Optimal Marketplace Design

[Paper]

In financial markets as well as online marketplaces, each user can be a buyer or a seller depending on the market conditions and their endowments. Here, I consider the problem of designing a marketplace for such a market with a divisible good to maximize profit. I first focus on Dominant-Strategy Implementable mechanisms and invoke the revelation principle. I show that the designer's profit is the expected virtual surplus. Then, I describe the optimal allocation through an algorithm. After finding the optimal Dominant Strategy Implementable mechanism, I argue that this mechanism is in fact optimal within the class of Bayesian Implementable mechanisms as well. Finally, I consider an extension where the marketplace itself can own some endowments and illustrate the type of inefficiency this can lead.

Competitive Equilibria in Convex Economies

[Paper]

In this paper, I show that the existence of a solution to a market design problem can be obtained as long as the designer's and the agents' preferences satisfy any sufficiently well-behaved abstract convexity, using `convex' price orders that rank bundles instead of price vectors.

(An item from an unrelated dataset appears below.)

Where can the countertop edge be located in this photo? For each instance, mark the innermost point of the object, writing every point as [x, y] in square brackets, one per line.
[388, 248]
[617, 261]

Walrasian Equilibrium is obtained as a special case.

Works in Progress

Existence of Stable Matchings without Substitutability

In this paper, I provide two characterizations for the existence of stable matchings in this environment. Moreover, if `part-time' contracts are allowed, I show that there is always a stable matching. Finally, I introduce a measure of instability in the market, measured as the amount of subsidy needed to `stabilize' an efficient outcome.

Non-Bayesian Persuasion (with Ece Teoman)

Here, we study the Non-Bayesian Persuasion problems where the agents' non-Bayesian belief updates make some posteriors infeasible. Here we show that the standard tool used by most of the information design literature, concavification, may not be feasible. However, it is possible to modify the concavification approach.

Hiding the Picasso's in the Cellar: Sequential Auctions (with Ece Teoman)

We study how a seller can optimally conceal the available quantity to maximize the revenue. We show that introducing any uncertainty increases the expected revenue (compared to the case the quantity available is known with certainty). Then, we find the optimal belief the designer would like the buyers to have. Lastly, we show that the designer cannot improve the revenue in a classical Bayesian persuasion game.

Multi-Agent Hold-Up Problems (with Ece Teoman)

In this paper, we study the problem of revenue-maximization where buyers can first choose how much they want to learn about their valuations. Single-buyer version of this problem has been studied in the literature: There, the buyer optimally balances the costs of knowing too much and too little to be exploited by the seller. However, with multiple buyers, knowing `less than' the other buyers is itself a disadvantage. We study several selling mechanisms and show that in certain cases, obtaining full information is an equilibrium.